Jahrbücher für Geschichte Osteuropas:  jgo.e-reviews 1 (2011), 2 Rezensionen online

Verfasst von: Matthias Stadelmann

 

Felix Philipp Ingold: Russische Wege. Geschichte – Kultur – Weltbild. München: Fink, 2007. 569 S., zahlr. Abb. ISBN: 978-3-7705-4423-3.

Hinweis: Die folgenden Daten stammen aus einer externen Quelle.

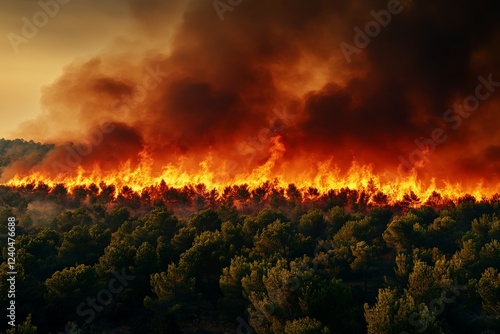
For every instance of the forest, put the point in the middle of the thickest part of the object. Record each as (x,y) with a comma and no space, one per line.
(96,259)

Ein enigmatisches Opus hat der Schweizer Slawist, Historiker und Schriftsteller, seines Zeichens langjähriger Ordinarius für Kulturgeschichte Russlands in St. Gallen, mit seinem stattlichen Buch vorgelegt. Es bietet in drei Kapiteln und drei Exkursen einen „Parcours durch die russische Kulturgeschichte“ (S. 9) der letzten 1000 Jahre. Konzeptionelle Klammern sollen dabei Wege und Räume bilden, weshalb die drei Teile des Buches auch „Der russische Raum“, „Der russische Weg“ und „Wege nach Russland“ überschrieben sind. Hinzu gesellen sich drei Exkurse, die ebenfalls Räume und Wege betreffen: „Heim und Heimat“, „Raum und Weg in der russischen Naturdichtung“ sowie „Raum und Weg in der russischen Landschaftsmalerei“. Unterteilt werden die teils weit über 100 Seiten langen Großkapitel ausschließlich, einem Roman gleich, durch nummerierte Abschnitte, über deren Inhalt eine sechsseitige, stichpunkartige Übersicht informiert. Bereits diese Schilderung der Anlage des Buches macht es überdeutlich: Übersichtlichkeit und Systematik standen nicht im Vordergrund des Anliegens. Wie so oft bedingen sich auch hier Form und Inhalt gegenseitig – dem Verzicht auf strukturelle Präzision in der Konzeption des Buches entspricht ein frei rhapsodierender, kreativ assoziativer Erzählstil, der virtuose Sprünge zwischen Belesenheit und Gedankenblitzen vollführt, dem Leser aber kein „Programmheft“ an die Hand gibt, sondern es ihm und seiner Ausdauer überlässt, ob und wie weit er den verschlungenen Pfaden des Autors folgen will.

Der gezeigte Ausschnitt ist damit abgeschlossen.